Jeremy Good wrote on 2007-01-21 UTCExcellent ★★★★★
Knappen is one of the best variant designers, and his work is a huge
inspiration to me. Kudos for an ingenious game with an intriguing type of
nightrider that moves as a camel every other move.

Here is a curiousity I discovered in a game I just started: 

If White moves the f pawn on the first move, black's unprotected pawn at
j10 is threatened by the Pentere, also threatening a nasty double check,
which would force the king to flee. j10 is an unprotected pawn. 

The problem with unprotected pawns in opening positions is not that they
make a more inferior game than otherwise for the second player. That's a
common misconception. It is simply that variations can be forced, giving
the game an immediate tactical edge sometimes not allowing for the
flexibility many prefer to have in their opening choices. For a large
variant, I don't that's a bad thing. 

Please note: The forced moves will only happen if one of the players
decides it would be of advantage to force them, just as it is optional
whether to create the sort of pawn structure which leads to an open or
closed game.

JKn wrote on 2005-12-19 UTC
:how are the pawns notated by? As in FIDE chess the pawns are notated by the absence of a 'piece' letter.

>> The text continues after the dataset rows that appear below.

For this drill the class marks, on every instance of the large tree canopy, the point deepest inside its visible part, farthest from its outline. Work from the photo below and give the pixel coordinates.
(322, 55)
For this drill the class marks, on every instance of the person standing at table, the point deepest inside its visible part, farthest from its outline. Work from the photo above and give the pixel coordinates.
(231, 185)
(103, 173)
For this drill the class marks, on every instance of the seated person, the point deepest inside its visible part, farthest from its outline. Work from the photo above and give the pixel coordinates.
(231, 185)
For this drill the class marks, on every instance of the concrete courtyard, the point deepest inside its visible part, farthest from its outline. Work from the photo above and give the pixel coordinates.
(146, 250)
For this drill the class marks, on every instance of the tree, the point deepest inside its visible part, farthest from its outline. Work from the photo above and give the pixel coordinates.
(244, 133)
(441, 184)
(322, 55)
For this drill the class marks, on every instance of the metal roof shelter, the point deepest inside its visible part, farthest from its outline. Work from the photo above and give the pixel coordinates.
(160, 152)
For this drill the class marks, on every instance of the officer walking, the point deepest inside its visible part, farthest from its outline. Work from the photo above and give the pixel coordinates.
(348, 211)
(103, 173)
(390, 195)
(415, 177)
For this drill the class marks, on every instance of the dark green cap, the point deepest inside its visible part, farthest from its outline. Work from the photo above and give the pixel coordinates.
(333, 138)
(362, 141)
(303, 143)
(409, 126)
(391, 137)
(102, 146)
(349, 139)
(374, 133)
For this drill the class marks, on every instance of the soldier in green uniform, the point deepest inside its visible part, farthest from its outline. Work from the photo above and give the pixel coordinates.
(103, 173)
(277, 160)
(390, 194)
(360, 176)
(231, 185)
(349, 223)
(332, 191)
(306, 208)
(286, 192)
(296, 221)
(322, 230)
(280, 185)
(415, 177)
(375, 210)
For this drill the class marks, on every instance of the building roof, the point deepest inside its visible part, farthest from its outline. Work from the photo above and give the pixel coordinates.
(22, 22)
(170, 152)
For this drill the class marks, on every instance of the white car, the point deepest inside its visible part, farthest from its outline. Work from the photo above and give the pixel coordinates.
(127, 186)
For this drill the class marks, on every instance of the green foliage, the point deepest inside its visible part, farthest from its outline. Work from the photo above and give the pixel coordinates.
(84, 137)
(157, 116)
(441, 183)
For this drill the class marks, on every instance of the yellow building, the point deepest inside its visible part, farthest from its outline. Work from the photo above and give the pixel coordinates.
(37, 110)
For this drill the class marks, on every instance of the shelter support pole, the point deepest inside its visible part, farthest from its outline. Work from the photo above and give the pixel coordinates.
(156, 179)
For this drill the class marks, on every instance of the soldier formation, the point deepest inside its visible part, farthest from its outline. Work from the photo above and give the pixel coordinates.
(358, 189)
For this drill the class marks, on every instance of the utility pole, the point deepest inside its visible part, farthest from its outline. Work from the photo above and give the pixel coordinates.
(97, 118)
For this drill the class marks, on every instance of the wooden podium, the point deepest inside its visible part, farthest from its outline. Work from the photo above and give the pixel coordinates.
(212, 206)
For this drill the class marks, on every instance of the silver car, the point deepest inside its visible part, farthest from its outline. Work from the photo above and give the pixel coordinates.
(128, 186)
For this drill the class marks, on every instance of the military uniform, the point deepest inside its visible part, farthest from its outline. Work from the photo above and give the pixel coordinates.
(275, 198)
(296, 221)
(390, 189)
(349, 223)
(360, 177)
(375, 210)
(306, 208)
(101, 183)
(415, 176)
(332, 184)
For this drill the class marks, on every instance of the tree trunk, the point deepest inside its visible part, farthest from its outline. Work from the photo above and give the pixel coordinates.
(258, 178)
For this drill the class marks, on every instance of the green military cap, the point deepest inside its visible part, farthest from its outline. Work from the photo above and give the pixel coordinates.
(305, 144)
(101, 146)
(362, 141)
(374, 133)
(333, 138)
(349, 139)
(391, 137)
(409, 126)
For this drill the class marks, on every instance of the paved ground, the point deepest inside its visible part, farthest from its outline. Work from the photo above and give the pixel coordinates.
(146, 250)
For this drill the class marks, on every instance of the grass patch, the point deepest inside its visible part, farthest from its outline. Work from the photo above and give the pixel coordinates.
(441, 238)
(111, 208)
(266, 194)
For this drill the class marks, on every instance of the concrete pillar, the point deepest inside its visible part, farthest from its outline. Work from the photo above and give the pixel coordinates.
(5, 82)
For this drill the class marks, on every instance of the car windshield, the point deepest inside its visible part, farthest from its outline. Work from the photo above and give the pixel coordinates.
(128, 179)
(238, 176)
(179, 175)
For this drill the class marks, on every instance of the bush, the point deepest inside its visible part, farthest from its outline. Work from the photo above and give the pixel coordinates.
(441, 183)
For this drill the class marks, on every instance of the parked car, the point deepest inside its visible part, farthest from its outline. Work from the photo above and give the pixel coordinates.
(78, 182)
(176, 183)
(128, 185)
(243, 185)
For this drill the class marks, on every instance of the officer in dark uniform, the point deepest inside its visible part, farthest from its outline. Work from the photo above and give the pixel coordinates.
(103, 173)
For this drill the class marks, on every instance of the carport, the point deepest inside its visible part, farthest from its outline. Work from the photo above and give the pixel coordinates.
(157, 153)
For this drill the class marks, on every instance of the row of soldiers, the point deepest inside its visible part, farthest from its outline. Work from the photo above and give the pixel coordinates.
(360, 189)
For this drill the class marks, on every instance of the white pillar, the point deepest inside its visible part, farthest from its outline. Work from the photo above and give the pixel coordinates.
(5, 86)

(zzo38) A. Black wrote on 2005-12-17 UTC
If the Pentere/Quinqereme is notated by P, then how are the pawns notated
by?

Greg Strong wrote on 2004-07-08 UTC
I think that there are a significant number of people who play Tenjiku Shogi, which is 16x16. In that game, however, each player has 2 Fire Demons which constantly 'burn' all enemy pieces on the eight adjacent squares, and it has quite a range, so the game has some very voilent openings with mass casualty. Maybe that helps to make it more playable.

George Duke wrote on 2004-07-08 UTCExcellent ★★★★★
Is 144-board the largest size that lends itself to coherent strategy? Turkish Great Chess V at 13x13 being played now at Courier seems to have passed that point. (Jupiter has 16x16.) And there is a photograph of Charles Fort from the 1930s playing on what is clearly a 1000-square board for a joke. Here Quintessence as improved Nightrider establishes with R-N-B all the standard compounds, but 12x12 squares must be upper limit for reasonable play.